Abstract 547: 7-Ketocholesterol-Mediated Alterations in Vascular Function: A Link Between Vascular and Metabolic Complications of Chronic Particulate Matter Exposure

Abstract

BACKGROUND: Both human and animal studies have suggested a compelling link between inhaled particulate matter <2.5nm (PM2.5) exposure and acceleration of atherosclerosis. In this study, we assessed the hypothesis that 7-Ketocholesterol (7KC), a major redox product of cholesterol may mediate adverse vascular and metabolic effects of PM2.5 exposure. METHODS: Apolipoprotein E -/- (apoE-/-) mice were exposed to concentrated ambient PM2.5 or filtered air (FA) for 6 hours per day, 5 days per week for a total of 6 months in a versatile aerosol concentrator exposure system. Vasomotor tone changes were assessed in and atherosclerosis lesion quantification performed. 7KC and total cholesterol levels were determined by LC-MS in various tissues including aorta and 7KC accumulation and reverse transport studies in cultured murine macrophages subjected to PM2.5 exposure. eNOS activation and NO generation in response to 7KC exposure was assessed in cultured endothelial cells. RESULTS: PM2.5 increased aortic plaque (1.4-fold, p<0.05 vs. FA; n=7). Relaxation to the endothelium-dependent agonist acetylcholine was attenuated (Rmax, 74.86±6.2 vs. 94.55±7.29%, p<0.05 for PM2.5 vs.
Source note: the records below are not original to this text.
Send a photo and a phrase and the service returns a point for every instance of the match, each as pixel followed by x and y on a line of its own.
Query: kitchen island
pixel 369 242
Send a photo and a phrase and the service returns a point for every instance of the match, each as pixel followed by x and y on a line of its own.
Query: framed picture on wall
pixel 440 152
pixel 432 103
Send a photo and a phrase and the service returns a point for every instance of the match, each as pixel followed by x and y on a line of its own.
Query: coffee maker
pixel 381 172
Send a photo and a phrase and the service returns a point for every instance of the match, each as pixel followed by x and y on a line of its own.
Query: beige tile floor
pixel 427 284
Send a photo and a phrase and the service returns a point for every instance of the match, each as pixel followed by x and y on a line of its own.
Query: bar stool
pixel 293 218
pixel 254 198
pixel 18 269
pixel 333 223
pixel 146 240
FA; n=7). 7KC levels in the aorta of PM2.5-exposed mice was significantly higher than that of FA (1251±453 vs. 8588±2088 ng/g tissue, p<0.05 PM2.5 vs. FA; n=5) while levels in liver were 1-fold higher (p=0.06; n=5). 7KC reduced eNOS activation in cultured endothelial cells through regulation of 1177, 495 and 113 phosphorylation sites of eNOS in a time and dose dependent manner and reduced NO generation when assessed by EPR. Enhanced uptake of 7KC was demonstrated in cultured macrophages after PM2.5 pre-exposure (56.2±0.3 vs. 47.8± 0.9 % p =0.01 for PM2.5 vs. control; n=3) while reverse transport of 7-KC did not differ in the presence of HDL (50 μg/ml). CD36 expression inside macrophages increased after PM2.5 exposure (1.5-fold, p<0.01; n=5) suggesting internalization of 7-KC via CD36 dependent mechanisms. CONCLUSIONS: Chronic PM2.5 exposure enhances 7KC levels paralleled by alterations in endothelial function through eNOS dependent pathways. These findings suggest novel secondary mediators by which air-pollution may modulate adverse vascular effects.